Разрыв. Записки атомного физика | страница 16
— Какой это район?
— Сталинский.
— А куда этот трамвай идет?
— В Сокольники.
«Шерлок Холмс» был удовлетворен и отпустил меня, посоветовав больше не попадаться.
Предавшись воспоминаниям, я задремал. Стало удивительно уютно, и я забыл про свои теперешние неприятности.
— Заходите, — вернул меня к действительности голос полковника.
— Дайте мне позвонить в ЛИПАН.
— Ладно, звоните. Только это бесполезно.
Заместитель начальника отдела кадров, до которого мне удалось добраться, сказал, чтобы я не подписывал никаких бумаг. Я с торжеством опустил телефонную трубку. Если надо, теперь я готов переночевать в министерстве. Это даже интересно. В ЛИПАНе знают, где я нахожусь, и выручат. Когда я подтвердил полковнику, что подписывать путевку не буду, тому, похоже, уже все было безразлично.
— Возьмите ваш пропуск, — без всякой злости, равнодушно, кадровик протягивал мне пропуск. На другое утро улыбающийся Вэ-Ка сказал, что приказ о моем зачислении в сектор Флерова подписан.
Начало моей работы в ЛИПАНе, уже в качестве полноправного сотрудника с причитающимися талонами на молоко и обед, совпало с моментом триумфа Курчатова и тех, кто вместе с ним взялся за производство атомной бомбы. После взрыва на причастных к нему посыпались награды. Поток золотых медалей, ордена, сталинские премии, дачи, автомашины. Советскому правительству было за что благодарить ученых. И оно не скупилось, ожидая от ученых еще большего. Например, водородной бомбы. Надо сказать, что в ЛИПАНе известие об успешном испытании атомной бомбы было встречено с ликованием. Ведь каждый понимал, что наша лаборатория
— это основание советского атомного гриба. И никому в голову не приходило начать рассуждения об опасности атомной войны. Все происходящее воспринималось лишь как некое соревнование с американцами. При этом было совершенно ясно, что никто враждебных чувств по отношению к ним не испытывает. Засиживаясь допоздна в своей комнате, я часто слышал, как мимо, весело насвистывая, проходит Курчатов. У него были причины радоваться — успех был очевиден.
Среди счастливчиков оказался и начальник нашего сектора Гэ-Эн.
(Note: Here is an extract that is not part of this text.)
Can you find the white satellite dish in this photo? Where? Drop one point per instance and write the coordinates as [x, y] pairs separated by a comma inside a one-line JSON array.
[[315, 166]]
Он стал Героем Социалистического Труда, получил Сталинскую премию. Ему подарили дачу и автомашину «Победа». Трудно было представить себе более удачливого человека. Но, видно, что-то не ладилось у моего шефа в отношениях с людьми. Поговаривали о каких-то трудностях, появившихся у него «там», на востоке, где работали над ядерным оружием. Я не знал подробностей, да и не интересовался ими. Для меня Гэ-Эн оставался героем. Тем временем в секторе начали поговаривать, что скоро он перестанет ездить на восток.